「深い意味があるとは思えない。しかし、こうなってみると、無関係じゃありませんね」
「大森は、シドモア桜の会へ出席する矢先に殺された。寺沢の方は、花見旅行の途中で襲われた。しかも犯人《ほし》は、桜が好きなんだろ、と、寺沢に言ってるわけだ」
「弘明寺のスナック、ラムゼから取材をやり直してみましょう」
谷田は自分に言い聞かせるようにつぶやいていた。
二月の事件を、新しい角度から洗い直す。それが、支局長との話し合いの結論となった。
待っていた電話連絡は、それから十五分ほどして入った。
「キャップ、分かりましたよ」
若手記者の声は弾んでいた。
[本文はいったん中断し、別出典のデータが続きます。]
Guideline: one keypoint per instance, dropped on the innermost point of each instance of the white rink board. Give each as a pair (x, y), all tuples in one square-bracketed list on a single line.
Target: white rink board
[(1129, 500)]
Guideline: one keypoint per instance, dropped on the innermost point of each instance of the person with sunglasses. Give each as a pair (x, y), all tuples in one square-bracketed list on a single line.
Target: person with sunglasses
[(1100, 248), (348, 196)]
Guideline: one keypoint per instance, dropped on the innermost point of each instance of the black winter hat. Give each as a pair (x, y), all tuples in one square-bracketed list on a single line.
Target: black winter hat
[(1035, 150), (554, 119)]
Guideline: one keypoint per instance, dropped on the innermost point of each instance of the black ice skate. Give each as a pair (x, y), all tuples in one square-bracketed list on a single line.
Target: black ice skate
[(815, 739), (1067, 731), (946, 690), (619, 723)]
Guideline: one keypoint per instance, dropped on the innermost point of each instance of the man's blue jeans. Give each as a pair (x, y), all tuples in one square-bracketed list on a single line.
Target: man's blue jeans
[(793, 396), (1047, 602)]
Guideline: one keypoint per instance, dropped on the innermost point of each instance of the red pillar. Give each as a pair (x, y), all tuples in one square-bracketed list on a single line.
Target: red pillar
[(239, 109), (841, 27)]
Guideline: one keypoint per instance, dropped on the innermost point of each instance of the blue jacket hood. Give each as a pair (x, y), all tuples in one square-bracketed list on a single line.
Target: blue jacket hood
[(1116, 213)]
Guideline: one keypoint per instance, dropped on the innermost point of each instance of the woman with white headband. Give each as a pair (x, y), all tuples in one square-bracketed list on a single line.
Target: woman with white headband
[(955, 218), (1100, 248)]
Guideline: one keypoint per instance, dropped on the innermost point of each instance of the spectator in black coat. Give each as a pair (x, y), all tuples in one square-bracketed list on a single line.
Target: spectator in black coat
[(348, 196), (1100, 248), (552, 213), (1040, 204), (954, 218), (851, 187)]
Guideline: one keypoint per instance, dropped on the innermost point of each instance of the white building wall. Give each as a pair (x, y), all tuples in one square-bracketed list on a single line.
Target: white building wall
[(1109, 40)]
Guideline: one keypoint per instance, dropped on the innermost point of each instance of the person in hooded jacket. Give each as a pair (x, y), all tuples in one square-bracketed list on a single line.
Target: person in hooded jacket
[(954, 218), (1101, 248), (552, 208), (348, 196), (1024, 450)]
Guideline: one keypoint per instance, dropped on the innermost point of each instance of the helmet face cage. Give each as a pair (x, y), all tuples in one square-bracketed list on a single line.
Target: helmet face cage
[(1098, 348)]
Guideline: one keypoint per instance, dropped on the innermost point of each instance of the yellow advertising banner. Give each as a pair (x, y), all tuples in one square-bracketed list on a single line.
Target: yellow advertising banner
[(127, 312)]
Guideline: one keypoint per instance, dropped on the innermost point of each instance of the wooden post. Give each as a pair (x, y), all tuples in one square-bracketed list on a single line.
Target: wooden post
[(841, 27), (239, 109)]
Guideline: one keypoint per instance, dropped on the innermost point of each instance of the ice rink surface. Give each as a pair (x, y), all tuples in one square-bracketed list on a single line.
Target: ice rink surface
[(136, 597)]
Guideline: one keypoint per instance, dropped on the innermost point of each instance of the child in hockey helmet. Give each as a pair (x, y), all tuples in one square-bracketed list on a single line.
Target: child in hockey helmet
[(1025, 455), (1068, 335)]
自由が丘駅前からの電話だった。
「村田にカステラをくれたのは、仲佐《なかさ》という男です」
仲佐|次郎《じろう》 二十六歳 東京都渋谷区上原三四○『リリイマンション』55号 『ASプロダクション』テレビ企画課勤務
「おい、この男が働いているのは、芸能プロダクションか」
谷田が、電話の報告をメモしながら、口調を改めたのは、犯人はテレビタレントを連想させたという、王寺の運転手の証言を思い出したためだった。
同じ世界に生きている男なら、当人がタレントでなかったとしても、似たようなムードを漂わせてはいるだろう。
「村田と仲佐は、どのていどのつきあいなんだ?」
「やはり仕事で知り合ったという話ですが、足掛け四年になるから、短くはありませんね」
「で、何かあったか」
谷田は声を落とした。
「はい、預ってきました」
と、若手記者はこたえた。
「村田のマンションに、ASプロダクションの、最近のパンフレットがありました。これは、村田が撮影したものです。パンフレットが完成して、仲佐が届けてきたわけです」
「注文通りのものが、出てきたじゃないか」
谷田はうなずいた。電話取材でも済むのに、若手記者を、直接村田のマンションへ向けたことの真意が、それだった。
「きみはそのパンフレットを、本社の社会部へ持って行ってくれ。指紋の検出依頼は、やはり本社の社会部を通すことになった」
と、谷田は、支局長が強調するところの潜行取材を伝え、
「指紋の結果いかんにかかわらず、その足で、仲佐には会ってきてくれよ」
と、要点を指示した。
いずれにしても、カステラの木箱からは、犯人の渦状紋が採取されているのである。渦状紋へたどり着くためには、仲佐を経由しなければならない。
『ASプロダクション』のパンフレットから問題の渦状紋が出れば、これはもう、実行犯は仲佐で決まりと言っていいだろう。
「大森の兄弟を当たるかどうかは、その結果次第でいいでしょうね」
谷田は、電話を終えると、支局長に向かって言った。